Premium/Discount vs. Tracking Error: How Are They Different Concepts?
Two numbers attached to the same fund can each look like a warning sign — one measuring how far the share price strays from what the fund actually owns, the other measuring how far the fund’s results strayed from the index it’s meant to mirror. They sound related. They are not measuring the same thing.
The short answer
A premium or discount compares an exchange-traded fund’s market price to its net asset value (NAV) — the value of its underlying holdings — at a single moment in trading. Tracking error compares the fund’s performance over time to the performance of the index it’s built to follow. One is a pricing gap that can open and close within the same trading session; the other is a performance gap that accumulates over months and years. A fund can show almost no premium or discount and still carry meaningful tracking error, or the reverse.
Market price versus net asset value
An ETF trades on an exchange the way a stock does, and its share price is set by whoever is buying and selling at that moment, not by a formula. Its NAV, meanwhile, is calculated from the current value of everything the fund holds. Under normal conditions the two stay close, because the fund’s underlying structure allows large market participants to create or redeem shares in exchange for the underlying securities, which pulls the market price back toward NAV whenever the two separate. That mechanism is what keeps most premiums and discounts small and short-lived rather than a permanent gap.

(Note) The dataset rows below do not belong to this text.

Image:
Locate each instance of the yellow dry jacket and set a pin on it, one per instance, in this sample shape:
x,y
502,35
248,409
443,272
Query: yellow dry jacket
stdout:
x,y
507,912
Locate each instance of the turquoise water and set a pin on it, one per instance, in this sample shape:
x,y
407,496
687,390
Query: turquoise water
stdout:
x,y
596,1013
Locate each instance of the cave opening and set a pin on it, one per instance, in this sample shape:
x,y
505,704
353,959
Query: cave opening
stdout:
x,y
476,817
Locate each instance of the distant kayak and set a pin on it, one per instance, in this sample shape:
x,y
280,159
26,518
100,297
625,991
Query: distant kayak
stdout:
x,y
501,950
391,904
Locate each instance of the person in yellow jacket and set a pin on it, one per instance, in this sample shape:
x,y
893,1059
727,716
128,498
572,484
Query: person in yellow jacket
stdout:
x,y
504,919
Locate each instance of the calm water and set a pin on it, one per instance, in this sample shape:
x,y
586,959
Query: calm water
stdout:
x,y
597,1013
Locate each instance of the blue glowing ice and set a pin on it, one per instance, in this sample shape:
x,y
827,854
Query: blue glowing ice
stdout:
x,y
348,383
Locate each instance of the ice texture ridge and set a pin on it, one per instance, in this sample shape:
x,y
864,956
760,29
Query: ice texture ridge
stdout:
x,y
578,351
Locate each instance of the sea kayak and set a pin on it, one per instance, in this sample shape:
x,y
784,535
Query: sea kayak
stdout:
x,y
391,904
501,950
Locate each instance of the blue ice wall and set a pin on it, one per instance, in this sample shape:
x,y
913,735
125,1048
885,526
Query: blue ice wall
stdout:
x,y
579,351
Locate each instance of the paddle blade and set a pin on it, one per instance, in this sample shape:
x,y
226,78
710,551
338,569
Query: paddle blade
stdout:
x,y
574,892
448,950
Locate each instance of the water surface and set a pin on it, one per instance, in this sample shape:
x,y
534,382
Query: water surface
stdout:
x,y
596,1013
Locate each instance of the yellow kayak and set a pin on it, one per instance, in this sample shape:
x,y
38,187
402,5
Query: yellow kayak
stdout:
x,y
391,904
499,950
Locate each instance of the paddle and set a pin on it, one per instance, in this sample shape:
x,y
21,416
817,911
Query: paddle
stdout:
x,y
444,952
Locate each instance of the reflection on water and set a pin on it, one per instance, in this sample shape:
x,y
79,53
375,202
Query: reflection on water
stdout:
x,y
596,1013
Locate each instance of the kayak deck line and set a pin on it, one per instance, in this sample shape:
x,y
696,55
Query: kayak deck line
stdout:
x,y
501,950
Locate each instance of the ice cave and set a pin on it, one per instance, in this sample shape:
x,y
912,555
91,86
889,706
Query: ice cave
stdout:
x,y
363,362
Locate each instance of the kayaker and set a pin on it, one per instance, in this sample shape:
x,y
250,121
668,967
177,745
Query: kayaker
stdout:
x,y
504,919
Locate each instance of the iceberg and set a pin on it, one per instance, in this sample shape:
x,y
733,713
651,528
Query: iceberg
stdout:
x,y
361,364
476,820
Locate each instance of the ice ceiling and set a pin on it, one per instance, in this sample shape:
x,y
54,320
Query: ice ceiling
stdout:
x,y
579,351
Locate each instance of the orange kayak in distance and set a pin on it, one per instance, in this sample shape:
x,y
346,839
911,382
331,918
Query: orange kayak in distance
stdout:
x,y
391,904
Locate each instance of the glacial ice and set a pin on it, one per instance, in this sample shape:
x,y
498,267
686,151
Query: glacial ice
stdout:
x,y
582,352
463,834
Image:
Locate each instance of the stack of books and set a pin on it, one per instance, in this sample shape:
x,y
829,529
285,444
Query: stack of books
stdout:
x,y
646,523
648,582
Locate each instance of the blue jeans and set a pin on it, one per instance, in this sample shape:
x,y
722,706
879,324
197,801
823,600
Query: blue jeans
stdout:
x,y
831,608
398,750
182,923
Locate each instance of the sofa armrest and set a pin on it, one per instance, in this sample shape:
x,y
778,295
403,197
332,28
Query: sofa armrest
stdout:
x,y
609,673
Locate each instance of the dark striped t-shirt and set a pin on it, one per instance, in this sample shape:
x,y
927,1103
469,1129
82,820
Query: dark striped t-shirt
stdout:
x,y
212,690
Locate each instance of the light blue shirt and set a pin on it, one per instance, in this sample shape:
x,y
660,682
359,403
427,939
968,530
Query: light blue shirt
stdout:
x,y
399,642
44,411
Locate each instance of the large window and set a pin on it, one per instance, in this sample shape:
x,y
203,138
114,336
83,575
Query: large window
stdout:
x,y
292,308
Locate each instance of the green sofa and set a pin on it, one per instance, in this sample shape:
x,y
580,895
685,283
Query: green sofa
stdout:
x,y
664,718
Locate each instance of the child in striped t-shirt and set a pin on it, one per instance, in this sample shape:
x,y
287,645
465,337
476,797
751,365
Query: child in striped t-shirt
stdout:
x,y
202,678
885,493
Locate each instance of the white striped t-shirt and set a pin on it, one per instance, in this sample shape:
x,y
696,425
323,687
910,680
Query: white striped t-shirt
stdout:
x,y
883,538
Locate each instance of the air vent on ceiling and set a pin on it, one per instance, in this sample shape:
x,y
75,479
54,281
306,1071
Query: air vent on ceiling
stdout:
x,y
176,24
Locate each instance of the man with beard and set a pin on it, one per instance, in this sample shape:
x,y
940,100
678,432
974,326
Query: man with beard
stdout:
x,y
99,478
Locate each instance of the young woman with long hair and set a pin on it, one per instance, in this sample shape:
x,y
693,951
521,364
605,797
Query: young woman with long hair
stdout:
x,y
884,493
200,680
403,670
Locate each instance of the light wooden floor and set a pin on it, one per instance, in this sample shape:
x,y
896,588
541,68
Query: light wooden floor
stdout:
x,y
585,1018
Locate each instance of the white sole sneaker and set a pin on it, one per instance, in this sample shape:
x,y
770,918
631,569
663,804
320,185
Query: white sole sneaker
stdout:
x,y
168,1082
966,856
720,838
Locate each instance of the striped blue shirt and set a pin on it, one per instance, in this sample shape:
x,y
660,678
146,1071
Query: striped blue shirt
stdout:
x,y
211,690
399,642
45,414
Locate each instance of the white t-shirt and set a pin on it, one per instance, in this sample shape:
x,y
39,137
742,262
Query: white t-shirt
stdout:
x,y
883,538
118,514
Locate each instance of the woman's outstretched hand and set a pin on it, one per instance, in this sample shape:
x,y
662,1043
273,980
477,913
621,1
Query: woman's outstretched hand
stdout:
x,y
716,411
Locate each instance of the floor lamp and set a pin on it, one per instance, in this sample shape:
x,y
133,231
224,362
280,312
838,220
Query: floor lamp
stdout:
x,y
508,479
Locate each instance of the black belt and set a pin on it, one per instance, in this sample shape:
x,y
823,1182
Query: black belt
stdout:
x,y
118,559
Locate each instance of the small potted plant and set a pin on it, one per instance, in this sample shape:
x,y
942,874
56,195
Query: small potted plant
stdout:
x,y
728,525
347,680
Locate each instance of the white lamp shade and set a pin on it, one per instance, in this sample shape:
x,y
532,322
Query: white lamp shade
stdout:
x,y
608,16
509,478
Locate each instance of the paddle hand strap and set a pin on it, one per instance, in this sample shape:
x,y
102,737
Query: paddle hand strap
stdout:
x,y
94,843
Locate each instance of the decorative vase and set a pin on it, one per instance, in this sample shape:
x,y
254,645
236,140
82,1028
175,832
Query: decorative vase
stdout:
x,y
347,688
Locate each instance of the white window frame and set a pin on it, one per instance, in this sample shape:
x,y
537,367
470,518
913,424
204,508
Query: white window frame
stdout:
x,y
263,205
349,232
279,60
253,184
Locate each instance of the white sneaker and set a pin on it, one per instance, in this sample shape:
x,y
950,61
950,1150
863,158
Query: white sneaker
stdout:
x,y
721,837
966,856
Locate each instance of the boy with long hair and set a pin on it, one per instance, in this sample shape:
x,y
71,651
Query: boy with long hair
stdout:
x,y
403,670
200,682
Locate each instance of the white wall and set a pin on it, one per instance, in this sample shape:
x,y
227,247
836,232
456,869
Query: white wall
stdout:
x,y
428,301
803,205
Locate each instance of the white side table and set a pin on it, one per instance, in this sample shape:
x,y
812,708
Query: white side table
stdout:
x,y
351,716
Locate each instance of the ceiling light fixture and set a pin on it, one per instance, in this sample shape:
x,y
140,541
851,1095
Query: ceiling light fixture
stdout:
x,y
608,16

Net asset value versus the index
Tracking error is a different comparison entirely. It looks at how closely the fund’s NAV — not its market price — moves in step with the benchmark index over time. Even a fund that holds exactly the securities in its index can drift from that index’s return because of fund expenses, the timing of trades, cash held for redemptions, and dozens of smaller frictions that accumulate quietly. This gap is usually described statistically, as the variability of the difference between fund and index returns over a stretch of time, rather than as a single day’s snapshot.
Why the two numbers can move independently
Picture a fund that trades at a noticeable premium during one volatile afternoon because buying demand on the exchange outpaces the bid-ask spread mechanism’s ability to keep pace, then closes that gap by the next session. Measured over a full year, that same fund might track its index almost perfectly, showing very low tracking error, because the pricing hiccup was brief and didn’t affect what the fund actually owned. Now picture the opposite: a fund that trades at or extremely close to NAV nearly every day, showing almost no premium or discount, but that steadily lags its index year after year because of costs embedded in how it’s run. Tight pricing and tight tracking are separate achievements.
Why the two get confused
Both figures are usually expressed as small percentages, both can appear on the same fund summary page, and both get loosely described as the fund being “off” from where it should be. That similarity in presentation makes it easy to see one number move and assume it reflects a problem with the other. Understanding which one changed — and why — matters because the causes, and the significance, are different. A premium or discount is mostly a concern for someone buying or selling shares right now; tracking error is mostly a concern for someone evaluating whether the fund is a sound long-term way to gain exposure to that index.
What to weigh
Anyone comparing funds benefits from treating these as two separate questions rather than one. A trade-timing question — is the price I’m paying close to what the fund is actually worth right now — is answered by the premium or discount. A longer-term structural question — has this fund reliably delivered something close to its index’s return — is answered by tracking error and how consistent it has stayed across different market conditions. Keeping the two apart, rather than treating either as a general-purpose “how good is this fund” signal, leads to clearer conclusions about what’s actually going on.